Our Multi-Agent System (MAS) architecture has progressively evolved, from 2 Agents in Q2 2024 to 4 Agents by Q4. Each expansion introduced new complexities. The most challenging aspect of MAS design isn't individual Agent development, but rather the definition of global variables across Agents. Scaling such an architecture primarily involves managing how multiple independent Agents communicate effectively and access a shared database, thereby reducing future maintenance complexity. Our solution is an API-oriented composite architecture design:


Miva MAS Architecture Design Philosophy
Miva MAS Architecture Design Philosophy

Here, each Agent operates as an "independent workstation," linked through a shared database that acts as their central resource hub. This design philosophy directly draws inspiration from the Toyota Production System's concept of workstation specialization.


From Toyota Production Line Management to Agentic Workflow Management: Modern Operations Management in Practice


When tackling complex Multi-Agent Systems, we unexpectedly found that manufacturing operations management provided an excellent framework for solutions. Each Agent mirrors a specialized workstation on a production line, complete with defined inputs, processing steps, and output standards.

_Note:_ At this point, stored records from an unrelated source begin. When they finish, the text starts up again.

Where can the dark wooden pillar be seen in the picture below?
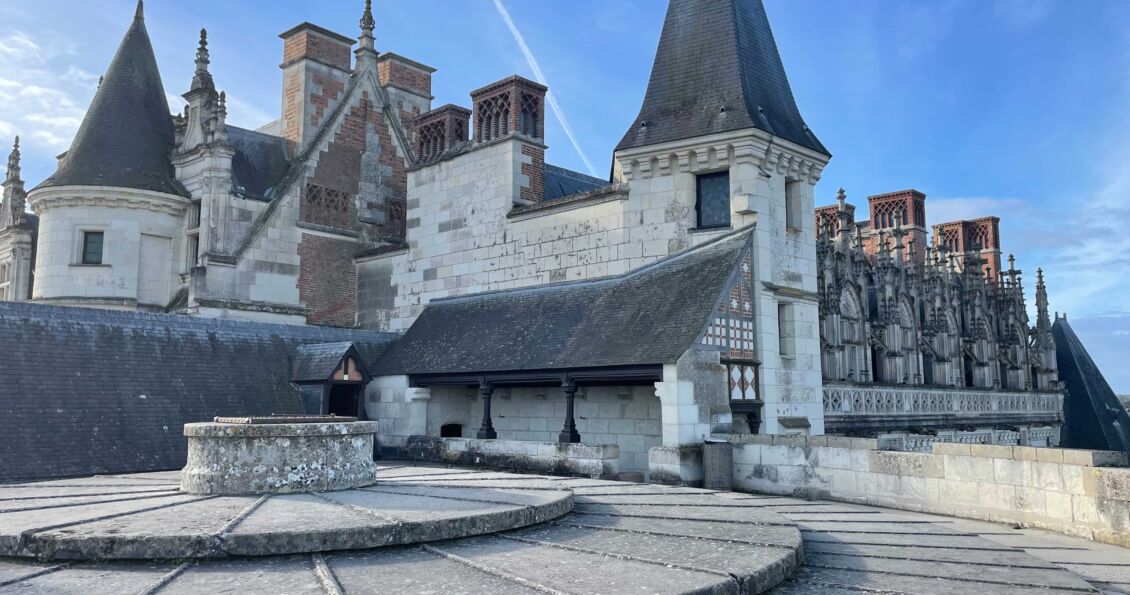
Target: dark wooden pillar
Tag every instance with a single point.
(568, 432)
(487, 431)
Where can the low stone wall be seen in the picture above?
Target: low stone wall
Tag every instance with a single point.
(597, 461)
(1078, 492)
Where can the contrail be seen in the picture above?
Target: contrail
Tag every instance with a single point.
(541, 78)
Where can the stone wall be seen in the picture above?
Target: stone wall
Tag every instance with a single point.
(626, 417)
(597, 461)
(1077, 492)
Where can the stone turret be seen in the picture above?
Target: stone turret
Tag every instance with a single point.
(111, 216)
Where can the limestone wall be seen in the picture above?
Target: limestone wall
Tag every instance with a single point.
(1077, 492)
(626, 417)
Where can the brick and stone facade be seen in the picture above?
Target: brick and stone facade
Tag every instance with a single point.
(259, 225)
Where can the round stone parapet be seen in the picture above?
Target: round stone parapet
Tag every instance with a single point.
(251, 457)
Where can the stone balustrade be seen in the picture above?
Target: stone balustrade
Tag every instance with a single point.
(869, 407)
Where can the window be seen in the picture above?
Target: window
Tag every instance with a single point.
(793, 204)
(92, 247)
(787, 330)
(713, 201)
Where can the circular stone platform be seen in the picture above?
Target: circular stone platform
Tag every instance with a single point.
(531, 534)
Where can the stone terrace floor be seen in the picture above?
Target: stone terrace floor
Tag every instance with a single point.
(620, 537)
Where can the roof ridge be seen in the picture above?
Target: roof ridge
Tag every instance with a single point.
(610, 278)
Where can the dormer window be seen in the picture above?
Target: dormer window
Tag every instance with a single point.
(713, 200)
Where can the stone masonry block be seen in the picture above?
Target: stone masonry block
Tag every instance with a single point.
(1050, 455)
(1095, 458)
(950, 448)
(991, 451)
(916, 464)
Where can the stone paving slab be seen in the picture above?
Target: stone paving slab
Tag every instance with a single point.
(622, 539)
(820, 580)
(179, 526)
(276, 575)
(571, 571)
(399, 570)
(95, 579)
(756, 534)
(758, 567)
(987, 574)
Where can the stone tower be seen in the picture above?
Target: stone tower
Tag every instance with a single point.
(17, 235)
(719, 113)
(110, 215)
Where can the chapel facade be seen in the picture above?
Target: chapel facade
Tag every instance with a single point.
(696, 291)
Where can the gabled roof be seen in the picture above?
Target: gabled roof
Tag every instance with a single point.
(259, 163)
(127, 134)
(559, 183)
(648, 316)
(718, 69)
(316, 362)
(1093, 417)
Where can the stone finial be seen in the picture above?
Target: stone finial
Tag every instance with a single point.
(202, 55)
(367, 25)
(14, 163)
(201, 79)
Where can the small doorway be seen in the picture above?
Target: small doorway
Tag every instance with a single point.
(345, 400)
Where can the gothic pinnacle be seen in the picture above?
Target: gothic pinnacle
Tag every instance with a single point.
(202, 55)
(367, 23)
(14, 163)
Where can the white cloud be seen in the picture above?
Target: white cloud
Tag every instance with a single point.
(43, 95)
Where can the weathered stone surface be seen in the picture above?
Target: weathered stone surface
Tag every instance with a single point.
(289, 575)
(236, 458)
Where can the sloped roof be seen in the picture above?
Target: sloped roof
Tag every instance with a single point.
(561, 182)
(718, 69)
(127, 134)
(1093, 417)
(648, 316)
(259, 164)
(122, 384)
(316, 362)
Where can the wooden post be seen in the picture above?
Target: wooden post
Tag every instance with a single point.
(487, 431)
(568, 432)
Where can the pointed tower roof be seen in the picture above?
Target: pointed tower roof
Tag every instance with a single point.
(127, 134)
(718, 69)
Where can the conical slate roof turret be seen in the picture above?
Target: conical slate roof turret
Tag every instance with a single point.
(718, 69)
(127, 136)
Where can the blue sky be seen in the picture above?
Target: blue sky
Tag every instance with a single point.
(1018, 108)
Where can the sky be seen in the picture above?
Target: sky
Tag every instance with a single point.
(1018, 108)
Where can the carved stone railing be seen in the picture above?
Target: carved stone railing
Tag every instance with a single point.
(862, 407)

The core principle of Workstation Specialization dictates that instead of one versatile Agent handling all tasks, each Agent should specialize in a specific function. The Intent Clarification Agent focuses on understanding user intent, the Answer Generation Agent on crafting responses, and the Memory Management Agent on overseeing conversational memory. This division of labor allows each workstation to achieve optimal performance and facilitates independent improvements.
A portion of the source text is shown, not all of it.